HARRIS COUNTY, Texas (KTRK) -- The new school year starts in less than a month, and preparing for it now requires more than supplies and curriculums.
Part of that preparation includes proper training for the possibility of an active-shooting incident, which the Harris County Department of Education has been providing quarterly for the past five years.
Some of those classes have only contained four or five people, but Thursday's session was at capacity - in part because of May's mass shooting at Robb Elementary School in Uvalde.
"This class has changed significantly since Uvalde," Julia Andrews of the Harris County Department of Education said. "(It's) because of the response and the preparation beforehand."
Eighty-one educators, some from as far away as Austin Independent School District, attended the class that was taught by Sgt. Jeff McGowen, who is currently with Aldine ISD's police department after decades with the Harris County Sheriff's Office.

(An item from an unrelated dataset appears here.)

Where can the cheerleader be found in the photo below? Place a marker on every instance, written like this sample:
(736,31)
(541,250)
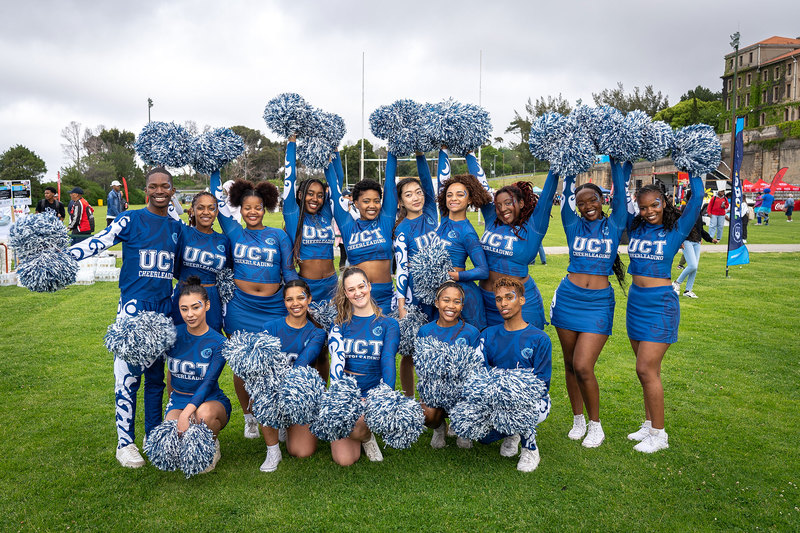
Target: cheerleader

McGowen started teaching these classes after Columbine in 1999 and said the sessions have evolved over that period of time.
"What you'll see is that you have some of the same challenges that we had back then," he explained. "The big change is how we respond as law enforcement, and some of the changes they've made inside of schools to make them safer."
For example, he discussed how law enforcement used to wait for the SWAT team to arrive before they'd go after an active shooter, as well as going over some of the camera systems and equipment schools have started purchasing over the years.
The class taught educators how to look for the signs of an active shooter, as well as what to do in an active shooting situation.
McGowan, as well as educators who attended the seminar, said all tools are needed to keep students, teachers, and staff safe.
"I'm here to make sure I can do all I can for my students, and all other students, mentally, physically, spiritually and emotionally for their safety," Tameka Martin with Splendora ISD said. "Kids today have a lot that they're processing in their brains, but we want to make sure we are building those relationships and connecting with those students so we know what's going on in their minds."